Scale and Scope of the Network
Investigators linked more than 100 mini-marts, barbershops and car washes from Dundee to south Devon to the network. One named “ghost director” is listed as director in dozens of companies registered at Companies House, yet claims no involvement in their daily operation. The investigation found adverts on a Kurdish Facebook group listing dozens of businesses for sale, charging up to £300 per month to register a shop under someone’s name, and builders offering hidden compartments in shops to conceal illegal cigarettes and vapes.
Migrant Labour and Exploitation
Asylum-seekers, barred from most legal employment while their claims are processed, are being drawn into this underground economy. One Kurdish shopworker said he worked 14-hour shifts for just £4 an hour. Another reported paying £250 monthly to a ghost director for the lease of a Crewe mini-mart. In some cases, the businesses operate in deprived High-Street locations and openly sell counterfeit or smuggled cigarettes for a fraction of legal UK price.
Enforcement and Government Response
The Home Office has announced it will investigate the BBC’s findings. Home Secretary Shabana Mahmood stated: “Illegal working and linked organised criminality creates an incentive for people to come here illegally. We will not stand for it.” The government has already increased raids on suspected illegal-working sites and raised the maximum business fine for illegal employment to £60,000 per worker.

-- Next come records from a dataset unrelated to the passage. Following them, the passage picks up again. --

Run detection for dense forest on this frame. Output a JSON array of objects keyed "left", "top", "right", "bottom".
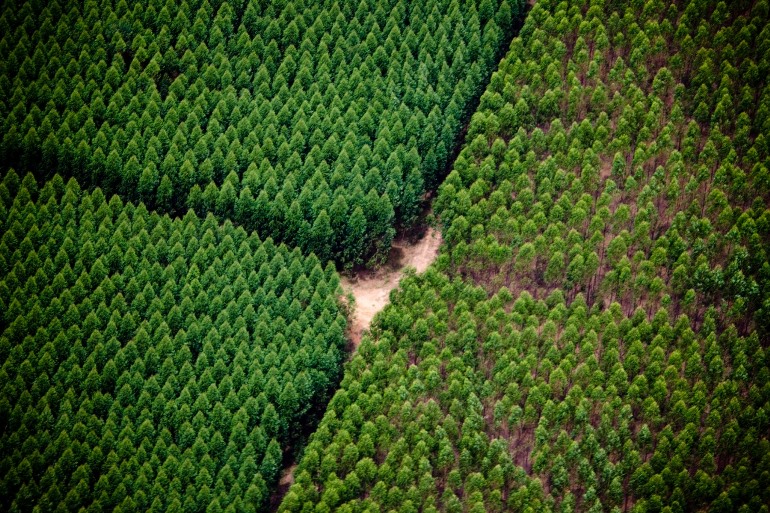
[
  {"left": 0, "top": 0, "right": 524, "bottom": 267},
  {"left": 280, "top": 0, "right": 770, "bottom": 511},
  {"left": 0, "top": 172, "right": 347, "bottom": 511},
  {"left": 2, "top": 0, "right": 770, "bottom": 512}
]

Illegal Working and Border Enforcement Intensify
This investigation comes amid a wider crackdown. Between July 2024 and January 2025, illegal-working visits and arrests rose by around 38 % compared to the previous year, with 828 premises raided in January alone—a 48 % increase on the prior year. The government has labelled illegal working a key driver of irregular migration and is using tougher border and labour-enforcement measures.
Recent cases also show that criminal networks facilitating illegal employment are linked to migrant-smuggling routes – illustrating the inter-linked nature of modern immigration-crime challenges.
Implications and Risks
The uncovered scheme presents multiple risks: it enables the exploitation of vulnerable migrants, undermines legal businesses by under-cutting them on labour and goods, bypasses tax and regulatory systems, and supports the wider infrastructure of organised crime. Financial-crime specialists warn that such networks could number in the hundreds across the UK. One investigator commented: “I certainly think it’s hundreds. It could easily be bigger than that.”
Looking Ahead
The government’s legislation under the Border Security, Asylum and Immigration Bill will grant stronger powers to target labour-exploitation schemes and illegal employment. Delivery-platform enforcement initiatives and tighter checks on businesses are also underway. For businesses and vulnerable workers alike, the message is clear: this is now high-priority for enforcement.